3) Retail sales reach highest growth rate since 2015
In July, retail sales rose by 4% YOY to a provisionally estimated value of HKD36.0 billion (USD4.64 billion), representing the highest growth rate since February 2015. Based on a provisional estimation, the retail sales value for the first seven months of 2017 remained virtually unchanged compared to the same period last year. The growth was supported by robust local consumption and further improvement in tourist arrivals. Most retail sectors recorded a positive growth, led by the jewellery and watches sector, which jumped 12.9% in July YOY. Apparel, medicines and cosmetics as well as food, alcoholic drinks and tobacco rose by 1.6%, 3.0% and 4.9%, respectively. Local consumer sentiment is expected to remain optimistic under favourable job and income conditions. However, the near-term retail sales performance will also depend on the recovery pace of inbound tourism. (Source: CSD
, 29 August 2017)
There is great interest in prime street retail space on Russell Street and Kai Chiu Road in Causeway Bay, reflecting the positive sentiment in the market. There are currently three key availabilities with shop sizes of between 500-2,000 sq ft (46-186 sq metres), which have an approaching lease expiry, are operated under short-term tenure or are vacant. The asking rental by the respective landlords is maintained at around HKD0.8-1.3 million (USD103,000-167,000) per month for a permanent lease. A number of reputable international brands have expressed serious interest in these spaces which previously fetched monthly rentals of HKD2-3 million, to mark a presence in this superb prime retail location. The activity and serious interest by retailers is solidifying the confidence in the pick-up of Hong Kong’s retail market.

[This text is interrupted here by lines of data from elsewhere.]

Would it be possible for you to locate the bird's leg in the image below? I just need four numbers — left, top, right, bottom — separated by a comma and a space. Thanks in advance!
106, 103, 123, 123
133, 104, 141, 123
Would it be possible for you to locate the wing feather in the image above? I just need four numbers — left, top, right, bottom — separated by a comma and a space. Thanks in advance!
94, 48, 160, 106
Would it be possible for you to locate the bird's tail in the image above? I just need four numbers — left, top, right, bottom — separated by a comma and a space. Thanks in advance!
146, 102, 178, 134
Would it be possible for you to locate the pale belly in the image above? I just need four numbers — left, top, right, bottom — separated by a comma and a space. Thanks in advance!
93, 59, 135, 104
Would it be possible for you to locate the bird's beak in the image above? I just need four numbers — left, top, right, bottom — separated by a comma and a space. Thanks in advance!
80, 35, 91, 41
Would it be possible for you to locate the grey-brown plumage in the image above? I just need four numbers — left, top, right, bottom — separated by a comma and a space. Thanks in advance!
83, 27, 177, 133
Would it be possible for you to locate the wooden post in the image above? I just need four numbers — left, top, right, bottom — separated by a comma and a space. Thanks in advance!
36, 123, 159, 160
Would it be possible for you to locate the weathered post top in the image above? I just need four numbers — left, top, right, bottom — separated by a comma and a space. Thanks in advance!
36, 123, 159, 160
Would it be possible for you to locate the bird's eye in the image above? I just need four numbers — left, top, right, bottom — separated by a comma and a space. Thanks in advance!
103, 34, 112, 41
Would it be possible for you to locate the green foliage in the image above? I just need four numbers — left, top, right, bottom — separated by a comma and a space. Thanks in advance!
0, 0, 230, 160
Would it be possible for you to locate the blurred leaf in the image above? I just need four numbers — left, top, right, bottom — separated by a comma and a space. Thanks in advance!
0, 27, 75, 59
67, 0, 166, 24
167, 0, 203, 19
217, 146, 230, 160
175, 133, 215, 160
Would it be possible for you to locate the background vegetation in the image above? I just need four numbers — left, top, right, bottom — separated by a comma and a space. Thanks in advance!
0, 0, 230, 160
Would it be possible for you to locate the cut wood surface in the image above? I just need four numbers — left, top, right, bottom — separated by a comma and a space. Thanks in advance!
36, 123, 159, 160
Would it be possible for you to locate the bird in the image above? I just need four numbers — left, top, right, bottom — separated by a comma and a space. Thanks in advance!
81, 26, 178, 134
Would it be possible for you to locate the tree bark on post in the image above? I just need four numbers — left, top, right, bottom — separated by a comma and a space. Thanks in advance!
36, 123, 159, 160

Positive market sentiment with a strong local consumption and improving tourism numbers have contributed to the high retail sales growth in July. Especially the jewellery and watches sector, one of the major contributors to the overall retail sales value has reached its highest growth rate since August 2013. Although total and mainland Chinese tourist arrivals decreased by 1.9% and 3.4% YOY, respectively in June, the numbers of overnight visitors, both in total and from mainland China increased by 1.7% and 0.6% YOY, respectively at the same time. The overall result for the first half of 2017 shows that total and mainland China tourist numbers increased by 2.4% and 2.3%, respectively, compared to H1 last year. Rental decline has been slowing down in high-street retail locations as a result of these developments. We expect retail rents to stabilise amid robust demand in prime retail space backed by strong local consumption and further improvement of inbound tourism.